岐山之巔的王陵已打開了沉重的石門,那耗盡天下民脂民膏,發萬夫之衆開山劈嶺歷經十餘年而成的地宮終將迎來它的主人。七年忍辱負重,七年漫漫煎熬,終至今夜,子昊擡手拂開帷帳。

面前這曾經豔重天下的女人如今顏色凋零,再不復往日奪目之美。烏雲青絲半見蒼白,凌亂散落於枕畔,向來精心保養的肌膚此時呈現出一種枯槁的死灰色,歲月的痕跡在病痛之中盡顯無遺,已然悄悄佈滿了眉梢眼角。

即便是權傾當世,即便是風華絕代,終不過一朝凋零,白骨成灰,無非早一日,晚一日。子昊自嘲般挑了挑脣角,隨手揮袖,數道真氣沿他的指尖透入太后身上幾處要穴,太后臉上立刻泛起一陣異樣的潮紅,微微呻吟,睜開了眼睛。

“母后。”

太后看清榻前站着的竟是東帝,心中震驚顯而易見,勉力撐起身子:“岄息!岄息何在?”

子昊淡聲道:“長襄侯並不在此,母后若有何吩咐,告訴兒臣也一樣。”

太后斜斜撐在榻上,一雙美目雖已暗淡,往日威勢仍在:“你好大的膽子!是誰準你進重華宮來的?”

子昊滿不在乎地一笑:“那便請母后恕罪吧。母后既這般離不開那岄息,明日兒臣定將他送入王陵爲您殉葬,讓他長久侍奉母后,以盡兒臣一片孝心。”

太后聞言,氣得渾身顫抖:“你將岄息怎樣了?你以爲哀家來日無多,這天下便由得你做主了嗎?

“母后放心,我還沒有殺他。”子昊目視着這個他叫了二十年母后的女人,聲音仍舊淡如流水,所過之處卻絲縷成冰:“他不過是母后身邊一個低賤的男寵,即便要他的命,也要等我恭送母后上路再說。”
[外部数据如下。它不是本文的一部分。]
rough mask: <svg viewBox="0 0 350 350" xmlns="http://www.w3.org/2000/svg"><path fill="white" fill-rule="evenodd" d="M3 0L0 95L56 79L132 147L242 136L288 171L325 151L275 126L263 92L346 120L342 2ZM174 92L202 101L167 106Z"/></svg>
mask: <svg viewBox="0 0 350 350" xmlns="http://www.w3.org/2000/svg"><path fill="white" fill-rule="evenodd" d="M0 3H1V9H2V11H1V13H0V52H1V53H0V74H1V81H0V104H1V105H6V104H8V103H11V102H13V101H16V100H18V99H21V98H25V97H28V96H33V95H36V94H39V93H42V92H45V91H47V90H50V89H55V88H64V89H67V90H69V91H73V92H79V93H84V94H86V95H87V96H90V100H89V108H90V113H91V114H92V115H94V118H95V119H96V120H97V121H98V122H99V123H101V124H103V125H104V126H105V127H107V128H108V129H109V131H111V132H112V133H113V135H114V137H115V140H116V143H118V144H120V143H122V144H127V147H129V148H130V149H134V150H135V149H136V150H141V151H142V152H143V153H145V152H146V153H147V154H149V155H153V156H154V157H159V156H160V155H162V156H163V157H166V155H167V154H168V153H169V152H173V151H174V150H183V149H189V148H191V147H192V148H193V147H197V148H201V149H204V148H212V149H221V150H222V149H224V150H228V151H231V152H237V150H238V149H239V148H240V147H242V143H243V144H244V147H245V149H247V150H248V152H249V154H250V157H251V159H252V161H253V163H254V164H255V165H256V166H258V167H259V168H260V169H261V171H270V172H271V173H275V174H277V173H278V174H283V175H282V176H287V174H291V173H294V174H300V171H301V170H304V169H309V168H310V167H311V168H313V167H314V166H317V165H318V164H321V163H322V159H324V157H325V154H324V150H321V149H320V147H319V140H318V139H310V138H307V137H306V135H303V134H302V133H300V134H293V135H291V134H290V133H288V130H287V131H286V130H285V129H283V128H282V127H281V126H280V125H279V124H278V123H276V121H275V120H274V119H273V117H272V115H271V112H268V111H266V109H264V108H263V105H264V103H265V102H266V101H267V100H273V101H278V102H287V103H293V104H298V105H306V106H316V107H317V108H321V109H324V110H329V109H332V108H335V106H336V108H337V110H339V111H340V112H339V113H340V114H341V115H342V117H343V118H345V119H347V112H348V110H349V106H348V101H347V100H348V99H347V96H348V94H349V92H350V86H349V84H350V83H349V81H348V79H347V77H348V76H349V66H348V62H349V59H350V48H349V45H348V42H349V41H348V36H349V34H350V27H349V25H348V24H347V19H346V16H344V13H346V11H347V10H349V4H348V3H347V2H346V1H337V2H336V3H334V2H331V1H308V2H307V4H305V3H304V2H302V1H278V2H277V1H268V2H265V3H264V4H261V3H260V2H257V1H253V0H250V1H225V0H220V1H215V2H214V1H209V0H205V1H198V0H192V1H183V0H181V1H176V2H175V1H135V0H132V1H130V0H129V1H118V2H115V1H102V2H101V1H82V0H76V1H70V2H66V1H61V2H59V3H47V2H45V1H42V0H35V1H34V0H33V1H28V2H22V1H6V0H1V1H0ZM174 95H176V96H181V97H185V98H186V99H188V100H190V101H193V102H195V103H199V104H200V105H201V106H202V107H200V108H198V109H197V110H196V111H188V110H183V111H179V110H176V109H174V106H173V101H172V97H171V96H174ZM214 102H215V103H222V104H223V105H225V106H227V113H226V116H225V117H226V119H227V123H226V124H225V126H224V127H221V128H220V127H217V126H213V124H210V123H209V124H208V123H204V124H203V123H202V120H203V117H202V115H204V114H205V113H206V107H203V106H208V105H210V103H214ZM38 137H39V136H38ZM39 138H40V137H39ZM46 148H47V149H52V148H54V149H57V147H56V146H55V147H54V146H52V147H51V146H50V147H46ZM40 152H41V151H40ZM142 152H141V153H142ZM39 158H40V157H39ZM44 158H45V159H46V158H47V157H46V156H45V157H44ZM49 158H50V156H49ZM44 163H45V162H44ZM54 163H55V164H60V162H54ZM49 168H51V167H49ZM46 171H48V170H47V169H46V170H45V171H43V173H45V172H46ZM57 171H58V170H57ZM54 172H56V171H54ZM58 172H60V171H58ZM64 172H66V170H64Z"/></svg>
“放肆!你眼裡還有我這個母后?”太后怒極,不知哪來的力氣,揚手便往他臉上揮去。

子昊眸心冷光一現,輕易便制住了她,冰涼的手指緊緊鉗着她的手腕,臉上透出冷玉般的寒意。他驟然發作,逼近太后的身前,一字一句道:“你當真是我的母后嗎?逼死父王,殺我生母,數年之間,我兄弟姐妹無不遭你毒手,你不敢殺子嬈,卻將她囚於琅軒宮整整七年!我從出生那天起,便每日都要服用你派人送來的藥毒,你以爲這樣,就可以將我變成你的傀儡?你不要忘了,我身上流的是子姓王族的血!只要我還有一口氣在,雍朝,便屬於我王族!”

“你……你……”太后氣息紊亂,被這厲聲質問逼得一句話也說不出來。子昊額前青筋隱現,指下狠辣的力道幾乎要將她整個人捏碎,眸底已泛出澹澹殺意。

“我怎麼了,你覺得這麼多年我早已任你擺佈了是嗎?你太大意了,你能給我用藥,我也一樣有這個機會。不過你不必擔心,我會讓你風風光光入葬王陵,連同你那些下賤的男寵!”

太后急劇喘息,臉色慘白如死。她緊緊盯着眼前酷似襄帝的面容,多年前她第一次見到這孩子,也是這樣一雙墨玉般的眼眸,不哭亦不鬧,在那樣近的距離間靜靜注視着她,目光清澈得令人心悸。直覺告訴她不該留下這孩子,他卻在襁褓中對她綻開笑容,一剎那柔軟了冰冷的心。

長大後溫文爾雅的子昊,風華俊秀的東帝,在她面前從來都帶着清淡的微笑,像極了他的父王,就連那笑容背後疏離的冷漠、深藏的憎惡都如出一轍。她突然便仰身笑出聲來,雲帛長袖掩住脣角,笑得幾乎透不過氣:“你以爲王族有多了不起?我憑什麼要任由你那高貴的父王風流瀟灑,處處留情?難道我還不夠美,還是我待他不夠好?還有你的母親,我的親妹妹,也要揹着我勾引他!我豈會放過他們!”

燈火恍惚了容顏,眼前的男子彷彿化作記憶中那人,如絲淺笑刺得人暈眩,二十年餘恨翻上心頭!

“那巫族賤人的女兒,你以爲我當真是不敢殺她?既然你這麼在乎,我便讓你看看!來人呢!來人!”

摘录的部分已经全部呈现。